Branson Missouri

Branson Edge

Friday, September 28, 2007

Up in the air

Up in the Air

Branson will build its airport, but some people—including the mayor—aren't sure if the deal was a good one for the city.

Up in the Air
Illustration Leah Long
The rumors of a Branson airport circulated for so long that as the years passed it seemed like a pie in the sky. No more. After a seven-year fight on the behalf of Aviations Facility Co., Steve Peet, president and CEO of Branson Airport LLC, broke ground on July 17 for the privately financed and operated airport just south of Hollister and east of Highway 65. The opening is planned for May 2009.

The biggest hurdle in securing the airport was securing funds. Citigroup has underwritten $113 million in revenue bonds that were purchased by institutional investors, and the equity portion, $26 million and the land was donated to Taney County by magazine mogul Glenn Patch and is now leased back to the development company. But even though it's the country's first privately developed and operated commercial airport, the City of Branson will still be contributing.

In 2006, then-mayor Lou Shaffer signed a pay-for-performance agreement. For every inbound passenger, the City of Branson is to pay $8.24—an amount that was calculated using the projected tax revenue generated by each visitor. Annually, the amount cannot exceed $2 million, and the city is more or less locked into the agreement for 30 years. Taney County declined a similar deal.

On the surface, the city's agreement makes sense. In general, the consensus on the airport is pretty unified. Most everyone seems to see it as a great thing for Branson's economy. People coming into Branson bring revenue, including that of the tax variety. Everyone wins. But it's not the airport that concerns Mayor Raeanne Presley. She's in full support. It's the deal the city made that concerns her.

"It's not specific enough to who we'll pay for," Presley says. "We don't know if [the inbound passengers] are new to the area. If I get on an airplane, and I fly back, then the city has to pay $8.24 for me. But I'm not growing the economy." She also points out that while this sort of deal isn't rare, she thinks the per-passenger dollar amount is too high.

The deal also begs the question, what happens if Branson isn't the main attraction? Today, it seems unlikely that anything else in the area will draw more visitors than Branson, but there's no guarantee the situation will stay that way. What happens if everyone heads south?

"I don't want to dream what things will be like in 30 years," Presley says. "You don't know what will be built. A big destination resort might go up next to Big Cedar."

The idea of a new major attraction coming into Branson isn't a big pie in the sky either. Stephen Critchfield is with Commercial One Brokers, the commercial real estate firm that landed the new Branson Convention Center and hotel. Because of confidentiality agreements, Critchfield says he cannot release the names of the companies he's working with, but he says one in particular is looking to build a major attraction in the Branson area, and it's in part due to the access the airport provides.

"Basically, [the market they were shopping] was in a day's drive of Branson," Critchfield says. "Now with the airport, Branson makes additional sense to them as well. Obviously, coming years will tell."

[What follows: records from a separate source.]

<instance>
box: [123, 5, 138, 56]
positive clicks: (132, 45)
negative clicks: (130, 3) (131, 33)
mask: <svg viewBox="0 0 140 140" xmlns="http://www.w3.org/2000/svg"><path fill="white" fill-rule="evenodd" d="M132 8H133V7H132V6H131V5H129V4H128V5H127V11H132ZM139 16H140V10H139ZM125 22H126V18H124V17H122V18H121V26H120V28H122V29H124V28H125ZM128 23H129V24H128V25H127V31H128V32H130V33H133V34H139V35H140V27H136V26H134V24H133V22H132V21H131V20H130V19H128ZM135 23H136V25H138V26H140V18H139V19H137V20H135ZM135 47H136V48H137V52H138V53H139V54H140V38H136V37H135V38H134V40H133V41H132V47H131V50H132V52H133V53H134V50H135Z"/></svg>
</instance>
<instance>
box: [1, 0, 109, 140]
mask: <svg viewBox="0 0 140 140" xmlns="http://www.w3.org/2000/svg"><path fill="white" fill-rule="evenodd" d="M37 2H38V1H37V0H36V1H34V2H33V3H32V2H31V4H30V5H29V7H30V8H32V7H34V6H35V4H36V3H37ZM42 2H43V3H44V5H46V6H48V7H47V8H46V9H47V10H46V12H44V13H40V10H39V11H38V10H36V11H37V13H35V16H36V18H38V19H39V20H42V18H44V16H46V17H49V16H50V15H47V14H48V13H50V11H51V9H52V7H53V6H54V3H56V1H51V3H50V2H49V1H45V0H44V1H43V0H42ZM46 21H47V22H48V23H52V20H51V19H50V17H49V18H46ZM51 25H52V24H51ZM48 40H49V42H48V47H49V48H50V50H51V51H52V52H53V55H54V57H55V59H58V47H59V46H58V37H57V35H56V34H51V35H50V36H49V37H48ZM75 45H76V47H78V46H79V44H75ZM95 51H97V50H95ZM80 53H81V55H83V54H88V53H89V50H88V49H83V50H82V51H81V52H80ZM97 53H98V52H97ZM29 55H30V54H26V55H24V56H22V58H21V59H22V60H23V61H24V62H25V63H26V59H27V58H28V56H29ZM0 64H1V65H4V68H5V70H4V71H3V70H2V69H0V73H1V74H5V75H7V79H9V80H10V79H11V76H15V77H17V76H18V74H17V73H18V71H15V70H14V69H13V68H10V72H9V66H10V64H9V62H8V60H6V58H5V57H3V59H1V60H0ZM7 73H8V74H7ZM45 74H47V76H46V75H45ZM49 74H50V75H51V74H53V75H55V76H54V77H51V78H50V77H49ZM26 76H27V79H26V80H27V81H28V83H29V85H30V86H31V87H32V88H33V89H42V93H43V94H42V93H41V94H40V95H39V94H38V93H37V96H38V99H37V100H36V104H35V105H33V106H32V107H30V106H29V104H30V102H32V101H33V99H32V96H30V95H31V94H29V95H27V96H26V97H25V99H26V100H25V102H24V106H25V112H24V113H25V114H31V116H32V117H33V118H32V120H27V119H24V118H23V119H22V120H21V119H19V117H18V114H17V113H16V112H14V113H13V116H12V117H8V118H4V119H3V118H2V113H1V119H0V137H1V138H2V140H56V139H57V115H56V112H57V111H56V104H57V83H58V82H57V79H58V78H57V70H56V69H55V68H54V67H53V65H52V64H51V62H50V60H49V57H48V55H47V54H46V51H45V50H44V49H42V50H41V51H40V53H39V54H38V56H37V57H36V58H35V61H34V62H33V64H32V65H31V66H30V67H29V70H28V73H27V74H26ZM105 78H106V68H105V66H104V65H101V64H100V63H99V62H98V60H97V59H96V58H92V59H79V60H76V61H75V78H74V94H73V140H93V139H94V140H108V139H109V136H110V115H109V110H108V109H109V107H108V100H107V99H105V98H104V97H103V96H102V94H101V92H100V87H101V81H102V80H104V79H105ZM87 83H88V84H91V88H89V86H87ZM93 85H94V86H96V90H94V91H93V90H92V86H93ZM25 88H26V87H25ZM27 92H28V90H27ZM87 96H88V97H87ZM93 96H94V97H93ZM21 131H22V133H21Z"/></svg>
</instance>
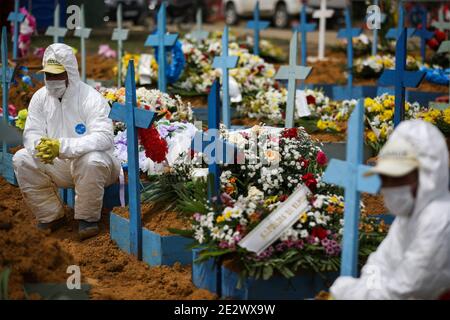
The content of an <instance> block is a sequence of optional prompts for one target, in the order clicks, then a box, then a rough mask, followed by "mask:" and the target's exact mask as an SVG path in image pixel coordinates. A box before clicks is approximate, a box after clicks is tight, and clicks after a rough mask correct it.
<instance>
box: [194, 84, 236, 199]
mask: <svg viewBox="0 0 450 320" xmlns="http://www.w3.org/2000/svg"><path fill="white" fill-rule="evenodd" d="M220 107H221V102H220V84H219V82H218V81H217V80H216V81H214V83H213V85H212V87H211V91H210V93H209V96H208V131H207V132H203V131H199V132H197V133H196V134H195V136H194V138H193V139H192V144H191V148H192V150H194V151H196V152H201V153H206V154H207V155H211V157H212V159H208V178H209V179H208V199H209V200H210V201H212V200H213V198H214V197H218V196H219V195H220V164H236V163H238V164H240V163H239V161H241V160H239V159H243V155H242V153H241V152H240V151H239V150H237V147H236V146H234V145H233V144H230V143H228V142H226V141H224V140H222V139H221V138H220V132H219V126H220Z"/></svg>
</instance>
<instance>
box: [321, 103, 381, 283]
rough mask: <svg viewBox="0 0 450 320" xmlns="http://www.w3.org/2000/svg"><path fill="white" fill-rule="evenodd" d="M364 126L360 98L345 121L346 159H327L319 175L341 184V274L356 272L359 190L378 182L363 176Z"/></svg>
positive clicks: (360, 192)
mask: <svg viewBox="0 0 450 320" xmlns="http://www.w3.org/2000/svg"><path fill="white" fill-rule="evenodd" d="M364 127H365V126H364V99H360V100H359V101H358V104H357V106H356V108H355V109H354V110H353V112H352V115H351V116H350V119H349V122H348V129H347V161H342V160H338V159H331V161H330V164H329V165H328V167H327V169H326V170H325V173H324V175H323V181H324V182H326V183H331V184H334V185H338V186H341V187H343V188H345V207H344V239H343V249H342V261H341V276H353V277H356V275H357V270H358V269H357V264H358V226H359V213H360V193H361V192H367V193H377V192H378V190H379V188H380V186H381V181H380V178H379V176H377V175H375V176H371V177H365V176H364V174H365V173H366V172H367V170H369V169H370V167H369V166H366V165H363V164H362V162H363V151H364Z"/></svg>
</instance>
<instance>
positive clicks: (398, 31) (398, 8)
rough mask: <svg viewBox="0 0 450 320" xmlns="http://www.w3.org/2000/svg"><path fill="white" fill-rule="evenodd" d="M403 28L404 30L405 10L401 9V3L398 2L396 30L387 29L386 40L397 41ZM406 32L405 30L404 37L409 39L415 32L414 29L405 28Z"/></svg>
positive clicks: (412, 28)
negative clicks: (406, 36) (405, 34)
mask: <svg viewBox="0 0 450 320" xmlns="http://www.w3.org/2000/svg"><path fill="white" fill-rule="evenodd" d="M404 28H405V8H404V7H403V1H399V3H398V22H397V28H392V29H389V30H388V32H387V33H386V39H393V40H397V39H398V38H399V36H400V33H401V32H402V31H403V29H404ZM406 30H407V33H406V36H407V37H408V38H411V37H412V36H413V35H414V33H415V32H416V29H414V28H407V29H406Z"/></svg>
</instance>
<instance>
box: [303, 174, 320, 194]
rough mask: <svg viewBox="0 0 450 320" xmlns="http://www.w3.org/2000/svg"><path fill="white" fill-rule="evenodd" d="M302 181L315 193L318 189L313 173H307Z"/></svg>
mask: <svg viewBox="0 0 450 320" xmlns="http://www.w3.org/2000/svg"><path fill="white" fill-rule="evenodd" d="M302 181H303V182H304V183H305V185H306V186H307V187H308V188H309V189H310V190H311V191H313V192H314V191H315V190H316V187H317V180H316V178H314V175H313V174H312V173H307V174H304V175H303V176H302Z"/></svg>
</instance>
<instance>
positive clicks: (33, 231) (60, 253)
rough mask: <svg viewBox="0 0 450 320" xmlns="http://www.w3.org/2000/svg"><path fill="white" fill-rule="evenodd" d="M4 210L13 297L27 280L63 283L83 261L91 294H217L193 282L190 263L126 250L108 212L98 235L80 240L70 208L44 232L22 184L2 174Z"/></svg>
mask: <svg viewBox="0 0 450 320" xmlns="http://www.w3.org/2000/svg"><path fill="white" fill-rule="evenodd" d="M0 210H1V213H0V219H1V221H0V225H1V226H2V227H3V229H0V248H2V249H1V250H0V268H1V269H3V268H4V267H7V266H9V267H11V269H12V274H11V281H10V286H9V288H10V289H9V294H10V297H11V298H14V299H23V298H24V294H23V290H22V285H23V283H24V282H41V283H42V282H44V283H48V282H53V283H55V282H57V283H65V282H66V279H67V277H68V276H69V275H68V274H66V270H67V267H68V266H69V265H78V266H80V268H81V274H82V277H83V283H89V284H90V285H91V292H90V294H91V299H214V298H215V296H214V295H213V294H211V293H209V292H208V291H205V290H201V289H197V288H195V287H194V285H193V284H192V282H191V267H190V266H186V267H184V266H180V265H175V266H173V267H167V266H162V267H150V266H148V265H147V264H145V263H143V262H140V261H137V260H136V259H134V258H133V257H132V256H130V255H128V254H126V253H124V252H122V251H121V250H120V249H119V248H118V247H117V246H116V245H115V244H114V242H113V241H111V240H110V238H109V232H108V230H109V224H108V221H109V217H108V216H107V215H104V216H103V218H102V224H101V233H100V235H99V236H97V237H96V238H92V239H89V240H86V241H84V242H80V241H79V240H78V235H77V232H76V231H77V223H76V221H73V212H72V210H68V211H67V214H68V217H69V219H70V220H71V221H70V223H69V225H68V226H67V227H64V228H62V229H60V230H58V231H57V232H55V233H53V234H51V235H48V236H46V235H44V234H43V233H41V232H39V231H38V230H37V229H36V226H35V224H36V222H35V219H34V218H33V215H32V214H31V213H30V211H29V210H27V209H26V207H25V205H24V203H23V200H22V196H21V194H20V192H19V189H18V188H16V187H13V186H11V185H9V184H8V183H7V182H5V180H4V179H3V178H0ZM5 229H6V230H5ZM31 298H33V297H31Z"/></svg>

There's no saying for sure yet whether the attraction would fall within the city limits and if the incoming visitors would take their money into the city proper. The concern is that the city will end up paying for inbound passengers without reaping maximum benefit.

The argument can go in many directions. On one hand, $8.24 per passagner may be a small trade for the low-risk option of having a privately funded airport from which the city's economy gains. Peet also says the agreement was hugely influential in securing the bond investors because they could guarantee a source of revenue. The city won't take a loss if the airport fails because it only pays if people actually fly into the airport. Should Branson officials have been more specific on which inbound passengers qualified, and was $8.24 the ideal magic number? The question still remains whether the city's move was business-savvy.